Une pause fut marquée par la voix. Un homme à la longue crinière blonde, un bouc châtain pour contraster, et deux tracés verts sur les joues, s'avança dans la lumière. Grand, robuste, il se présentait tout à fait capable d'égaler la montagne de muscle du chef. Malgré sa carrure, sa prestance, et la couronne de platine trônant sur son crâne, cet inconnu ne revêtait qu'une tenue paysanne d'un tissu similaire à celui présent dans la hutte.

-Oho... Voilà qui est intéressant. Tes marques ne sont pas celles de la Volonté, mais tu parviens à communiquer avec nous. Dis-moi, jeune fille. Que penses-tu des Dieux de roches ? Non ! Mieux encore. Des démons de feu, oui que penses-tu de ces démons ?

-J... Ils... intervint l'adolescente, encore perplexe par ce qu'elle visionnait.

-Non... Ne me réponds pas. Je me suis permis d'entrer en ton esprit et d'y trouver la réponse sans attendre une quelconque falsification par ton corps.

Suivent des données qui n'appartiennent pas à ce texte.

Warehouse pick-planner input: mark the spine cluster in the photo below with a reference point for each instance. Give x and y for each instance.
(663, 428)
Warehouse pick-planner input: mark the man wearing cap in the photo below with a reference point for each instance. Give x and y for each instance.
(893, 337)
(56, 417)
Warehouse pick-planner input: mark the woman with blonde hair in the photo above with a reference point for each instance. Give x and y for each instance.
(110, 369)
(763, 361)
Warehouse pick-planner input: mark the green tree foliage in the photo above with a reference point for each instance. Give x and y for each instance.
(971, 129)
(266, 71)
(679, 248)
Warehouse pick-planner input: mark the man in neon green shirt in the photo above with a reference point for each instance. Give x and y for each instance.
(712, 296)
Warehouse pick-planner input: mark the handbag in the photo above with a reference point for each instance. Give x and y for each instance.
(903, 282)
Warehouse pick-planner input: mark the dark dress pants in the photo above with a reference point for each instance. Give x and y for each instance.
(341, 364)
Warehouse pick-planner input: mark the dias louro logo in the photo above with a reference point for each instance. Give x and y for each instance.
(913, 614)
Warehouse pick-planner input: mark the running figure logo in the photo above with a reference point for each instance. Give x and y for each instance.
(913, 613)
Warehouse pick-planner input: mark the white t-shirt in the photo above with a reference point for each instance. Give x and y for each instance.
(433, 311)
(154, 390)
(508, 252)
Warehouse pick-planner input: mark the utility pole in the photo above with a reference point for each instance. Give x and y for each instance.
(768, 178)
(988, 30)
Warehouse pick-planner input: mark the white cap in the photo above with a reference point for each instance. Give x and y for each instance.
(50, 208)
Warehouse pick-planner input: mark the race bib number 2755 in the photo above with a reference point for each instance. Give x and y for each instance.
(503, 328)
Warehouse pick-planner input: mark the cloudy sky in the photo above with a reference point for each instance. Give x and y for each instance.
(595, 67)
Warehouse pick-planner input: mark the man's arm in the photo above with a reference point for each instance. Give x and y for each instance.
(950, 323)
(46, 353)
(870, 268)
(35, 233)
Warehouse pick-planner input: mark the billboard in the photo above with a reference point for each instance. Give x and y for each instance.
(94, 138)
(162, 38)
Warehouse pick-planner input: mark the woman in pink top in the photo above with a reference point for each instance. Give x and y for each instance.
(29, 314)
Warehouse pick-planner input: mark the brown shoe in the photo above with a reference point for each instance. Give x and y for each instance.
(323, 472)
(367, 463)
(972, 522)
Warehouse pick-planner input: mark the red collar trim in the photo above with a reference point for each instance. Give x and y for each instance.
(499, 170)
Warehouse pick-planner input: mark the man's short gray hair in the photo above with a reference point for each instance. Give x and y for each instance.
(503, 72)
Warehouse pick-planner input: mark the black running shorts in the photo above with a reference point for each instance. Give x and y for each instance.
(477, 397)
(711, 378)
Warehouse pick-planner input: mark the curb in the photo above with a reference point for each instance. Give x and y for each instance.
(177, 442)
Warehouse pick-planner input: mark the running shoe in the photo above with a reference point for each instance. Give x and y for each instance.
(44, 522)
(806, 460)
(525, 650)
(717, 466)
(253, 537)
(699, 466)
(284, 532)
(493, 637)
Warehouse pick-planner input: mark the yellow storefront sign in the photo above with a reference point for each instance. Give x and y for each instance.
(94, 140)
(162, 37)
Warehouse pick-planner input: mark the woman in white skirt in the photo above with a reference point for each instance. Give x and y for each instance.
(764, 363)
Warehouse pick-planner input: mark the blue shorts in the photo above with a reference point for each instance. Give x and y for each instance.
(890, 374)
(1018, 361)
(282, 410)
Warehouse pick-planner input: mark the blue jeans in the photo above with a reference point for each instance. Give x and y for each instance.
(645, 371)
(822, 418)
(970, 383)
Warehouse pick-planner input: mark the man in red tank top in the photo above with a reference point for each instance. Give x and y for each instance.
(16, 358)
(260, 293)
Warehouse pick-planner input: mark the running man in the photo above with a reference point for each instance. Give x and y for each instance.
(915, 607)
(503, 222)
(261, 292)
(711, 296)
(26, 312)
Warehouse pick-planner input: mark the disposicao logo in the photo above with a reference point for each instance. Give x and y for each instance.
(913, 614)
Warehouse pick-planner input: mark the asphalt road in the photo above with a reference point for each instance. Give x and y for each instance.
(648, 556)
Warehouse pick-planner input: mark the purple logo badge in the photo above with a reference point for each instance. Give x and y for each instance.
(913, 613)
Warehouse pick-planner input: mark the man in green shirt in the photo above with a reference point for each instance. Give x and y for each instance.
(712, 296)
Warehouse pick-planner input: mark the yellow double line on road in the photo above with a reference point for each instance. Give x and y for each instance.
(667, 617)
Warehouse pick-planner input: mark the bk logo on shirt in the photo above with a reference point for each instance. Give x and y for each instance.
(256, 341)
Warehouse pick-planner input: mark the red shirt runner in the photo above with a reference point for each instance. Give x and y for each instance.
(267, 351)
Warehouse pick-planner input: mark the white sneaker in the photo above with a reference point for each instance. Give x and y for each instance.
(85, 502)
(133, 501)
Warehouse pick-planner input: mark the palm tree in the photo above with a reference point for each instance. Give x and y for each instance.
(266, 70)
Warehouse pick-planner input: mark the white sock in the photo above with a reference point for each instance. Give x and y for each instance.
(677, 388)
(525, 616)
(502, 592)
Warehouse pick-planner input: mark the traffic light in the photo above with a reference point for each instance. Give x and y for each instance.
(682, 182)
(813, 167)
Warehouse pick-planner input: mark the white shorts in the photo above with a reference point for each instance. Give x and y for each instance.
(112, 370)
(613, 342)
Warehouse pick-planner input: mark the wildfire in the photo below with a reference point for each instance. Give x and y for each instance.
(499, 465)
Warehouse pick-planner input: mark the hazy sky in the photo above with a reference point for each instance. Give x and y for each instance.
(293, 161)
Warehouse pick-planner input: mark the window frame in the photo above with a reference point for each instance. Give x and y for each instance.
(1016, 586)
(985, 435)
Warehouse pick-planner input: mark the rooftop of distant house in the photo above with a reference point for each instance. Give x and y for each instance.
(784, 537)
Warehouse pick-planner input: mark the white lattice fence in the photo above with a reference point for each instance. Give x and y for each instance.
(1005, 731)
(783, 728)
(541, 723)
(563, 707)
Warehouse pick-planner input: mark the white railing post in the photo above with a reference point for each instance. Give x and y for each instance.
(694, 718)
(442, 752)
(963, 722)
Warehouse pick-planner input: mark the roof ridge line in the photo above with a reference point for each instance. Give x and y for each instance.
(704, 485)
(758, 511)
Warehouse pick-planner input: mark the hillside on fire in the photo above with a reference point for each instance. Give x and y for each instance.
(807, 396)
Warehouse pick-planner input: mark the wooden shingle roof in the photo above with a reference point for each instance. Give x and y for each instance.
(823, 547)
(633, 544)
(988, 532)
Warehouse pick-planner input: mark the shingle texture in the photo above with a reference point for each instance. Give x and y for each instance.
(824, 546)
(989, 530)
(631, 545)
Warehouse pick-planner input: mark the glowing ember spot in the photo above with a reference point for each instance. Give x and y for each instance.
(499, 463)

Bien que précédemment neutre, le souverain plongea son regard sanguin dans les yeux glacés de la jeune fille. Elle n'aurait pu s'y méprendre, les marques vertes sur les joues de ce dernier, la peau aussi laiteuse que la lune. L'homme qui se tenait face à elle était le petit garçon répondant au nom de Maïadox. Celui de son rêve. D'ailleurs, était-elle r...

-J'ai bien peur de devoir te décevoir sans attendre. Les rêves ne sont pas si éloignés de la réalité. Ils en font même partie intégrante si nous devions considérer l'irréel comme inexistant. Et nul besoin de t'inquiéter, tu ne pourras me voir que lorsque tu le souhaiteras.

-Êtes-vous ?...

-Oui. soupira Madox. Je suis bel et bien mort. Mais mieux encore pour toi, je suis le haut-traître de la Volonté. Celui qui a fait de toi ce que tu es aujourd'hui, des siècles plus tard. Jeune disciple du Devoir.

'''***'''

Meïola se réveilla brusquement. Les premiers rayons du soleil peinaient encore à percer le tressage des murs en bambou. Elle pouvait entendre les premières mouettes chasser sur le rivage, mêlées aux appels des pêcheurs du village. Couverte de sueur, elle se hâta de sortir de sa hutte. Le vent lui offrant une douce caresse malgré la tempête qui avait éclaté tard dans la nuit. Passant une main rapide dans ses cheveux frisés et noires, elle prit la direction de l'ouest.

Dos à l'aurore, la brise s'immisçant dans son paréo et le sable se glissant entre ses orteils. C'était une promenade rituel pour elle. Son père, le chef du village, lui avait très tôt enseigné les tâches qu'elle devait et devrait accomplir. De ce fait, elle n'avait presque jamais de travail si ce n'était lorsqu'une tâche lui incombait, ce qui restait rare. Néanmoins sa promenade du jour n'était pas aussi dénuée de sens que toutes les précédentes.

Elle revoyait encore, et encore, cet homme à la peau blanche qui semblait connaître son peuple, son île... Qui semblait même y être né il y a des centaines d'années selon lui. Elle ne comprenait pas ce qu'il s'était passé. Bien sûr, comme tout le monde au village, elle connaissait l'histoire du haut-traître de la Volonté. L'enfant qui naquit de l'union de la femme d'un ancien chef et d'un démon de feu. Mais si tel avait été le cas, pourquoi l'enfant avait-il la chevelure du soleil et non des flammes ? Tous sur l'île n'ignorait pas que les déités possédaient chacune une couleur capillaire leur étant unique. Le chef Maïori avait lui aussi les cheveux jaunes... Les adultes leur mentiraient-ils sur l'histoire du traître ?

-Jeune fille... appela soudain une voix.

Tous connaissaient son nom et personne, pas même les anciens, ne l'avait ainsi nommée. Elle quitta ses pensées pour s'apercevoir qu'elle ne se tenait qu'à quelques pas de son interlocutrice. Plus imprévisible encore, la chevelure bleue marine de celle-ci, les ailes translucides d'une teinte similaire, elle se tenait face à une déité de l'océan.

-Pourrais-tu t'occuper d'elles ? Je n'ai que peu de temps devant moi si je veux les aider à mon échelle. demanda l'Aquildre.